THE ATTORNEY GENERAL

said, that he did not rise to express any further opinion on the Bill, but to suggest to the hon. and learned Member who had moved the Amendment that it was desirable either at once to proceed to a division, or else to allow the Bill to be read a second time, so as to give the House an opportunity of discussing in Committee the many suggestions which had been made for its improvement; and he would ask hon. Members generally to exercise some little self-denial, and to abstain from further discussing the details of the Bill, as it would be open to them to do so when they got into Committee. On the part of the Government, he was anxious that the fullest consideration should be given to the suggestions of hon.

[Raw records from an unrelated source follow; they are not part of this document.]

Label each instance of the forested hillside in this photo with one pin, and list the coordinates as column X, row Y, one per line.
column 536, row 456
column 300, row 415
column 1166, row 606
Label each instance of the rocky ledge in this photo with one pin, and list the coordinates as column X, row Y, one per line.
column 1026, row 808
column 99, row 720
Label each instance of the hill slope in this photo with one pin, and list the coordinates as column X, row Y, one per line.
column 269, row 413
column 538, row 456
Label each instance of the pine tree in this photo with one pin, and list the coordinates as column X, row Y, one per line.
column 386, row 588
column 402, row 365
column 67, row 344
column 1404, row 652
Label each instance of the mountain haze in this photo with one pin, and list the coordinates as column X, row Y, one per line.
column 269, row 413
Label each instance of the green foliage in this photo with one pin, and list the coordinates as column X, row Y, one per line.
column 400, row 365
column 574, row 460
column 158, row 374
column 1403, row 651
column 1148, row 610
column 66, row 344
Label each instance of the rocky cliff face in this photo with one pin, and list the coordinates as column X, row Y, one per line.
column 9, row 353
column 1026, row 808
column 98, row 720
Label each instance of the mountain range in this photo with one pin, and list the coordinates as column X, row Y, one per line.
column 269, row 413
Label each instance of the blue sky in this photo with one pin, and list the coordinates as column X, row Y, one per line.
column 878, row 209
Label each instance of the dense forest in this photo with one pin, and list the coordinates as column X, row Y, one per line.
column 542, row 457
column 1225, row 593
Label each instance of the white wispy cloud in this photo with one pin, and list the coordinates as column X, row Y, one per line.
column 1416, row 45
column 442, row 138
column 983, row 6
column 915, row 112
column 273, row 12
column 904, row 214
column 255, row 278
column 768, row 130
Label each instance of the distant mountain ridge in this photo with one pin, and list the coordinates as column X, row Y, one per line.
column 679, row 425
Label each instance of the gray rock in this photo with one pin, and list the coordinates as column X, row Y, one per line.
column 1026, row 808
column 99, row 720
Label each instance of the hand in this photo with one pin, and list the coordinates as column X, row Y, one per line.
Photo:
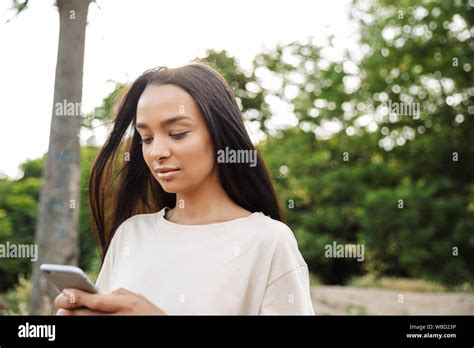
column 119, row 302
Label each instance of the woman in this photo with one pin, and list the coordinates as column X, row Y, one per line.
column 190, row 232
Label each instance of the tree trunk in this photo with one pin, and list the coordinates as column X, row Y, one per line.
column 57, row 224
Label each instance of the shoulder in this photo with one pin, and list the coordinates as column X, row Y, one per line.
column 274, row 232
column 133, row 227
column 279, row 242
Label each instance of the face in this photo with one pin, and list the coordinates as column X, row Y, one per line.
column 177, row 147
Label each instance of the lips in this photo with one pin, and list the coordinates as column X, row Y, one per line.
column 165, row 170
column 166, row 173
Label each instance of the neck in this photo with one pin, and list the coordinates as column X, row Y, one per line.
column 206, row 204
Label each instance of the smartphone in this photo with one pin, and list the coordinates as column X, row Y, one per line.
column 68, row 277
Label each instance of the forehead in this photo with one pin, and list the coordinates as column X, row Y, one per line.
column 165, row 101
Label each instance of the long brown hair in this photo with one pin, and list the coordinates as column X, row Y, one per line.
column 136, row 191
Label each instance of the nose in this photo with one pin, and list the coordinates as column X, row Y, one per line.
column 159, row 149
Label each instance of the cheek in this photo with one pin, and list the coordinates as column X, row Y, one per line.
column 196, row 155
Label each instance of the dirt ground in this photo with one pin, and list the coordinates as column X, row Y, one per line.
column 343, row 300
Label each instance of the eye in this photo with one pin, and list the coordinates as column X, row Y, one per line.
column 178, row 136
column 145, row 141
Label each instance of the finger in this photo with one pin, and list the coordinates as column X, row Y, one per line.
column 98, row 302
column 66, row 301
column 63, row 312
column 84, row 311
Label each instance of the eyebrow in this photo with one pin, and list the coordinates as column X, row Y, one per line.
column 165, row 122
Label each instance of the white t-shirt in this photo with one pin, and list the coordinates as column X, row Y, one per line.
column 249, row 265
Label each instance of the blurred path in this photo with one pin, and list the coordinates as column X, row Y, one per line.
column 333, row 300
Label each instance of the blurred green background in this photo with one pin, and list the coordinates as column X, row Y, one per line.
column 345, row 187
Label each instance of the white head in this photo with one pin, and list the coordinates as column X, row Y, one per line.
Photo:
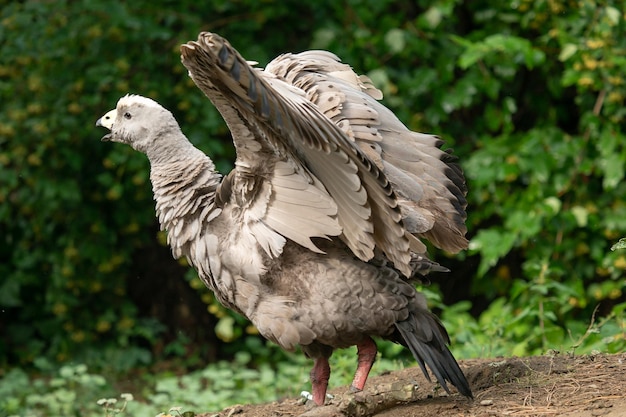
column 137, row 121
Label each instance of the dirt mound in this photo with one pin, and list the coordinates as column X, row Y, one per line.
column 558, row 385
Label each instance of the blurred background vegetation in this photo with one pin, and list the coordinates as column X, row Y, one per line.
column 530, row 94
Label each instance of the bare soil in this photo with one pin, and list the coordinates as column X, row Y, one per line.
column 559, row 385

Members.

MR. OSBORNE MORGAN

said, that after the discussion which had occurred, he would, with the permission of the House, withdraw the Amendment which he had moved.

SIR FRANCIS GOLDSMID

dissented from the opinion which had been expressed to the effect that the Bill would simplify the existing procedure with regard to the sale and transfer of land. The only thing that the Bill would do would be to leave the whole matter in an utterly indefinite and unsatisfactory state.

SIR GEORGE BOWYER

said, he had no desire to stop the progress of the measure at its present stage, but expressed a hope that the clauses would be thoroughly discussed in Committee. There were many questions which did not appear to have been so thoroughly threshed out as they ought to be. He would not offer any opposition to the Bill, which was not compulsory but optional. It no doubt presented many valuable features, and he thought the Government ought to be thanked for introducing it.

Amendment, by leave, withdrawn.

Main Question, "That Mr. Speaker do now leave the Chair," put, and agreed to.

Bill considered in Committee.

Committee report Progress; to sit again upon Thursday.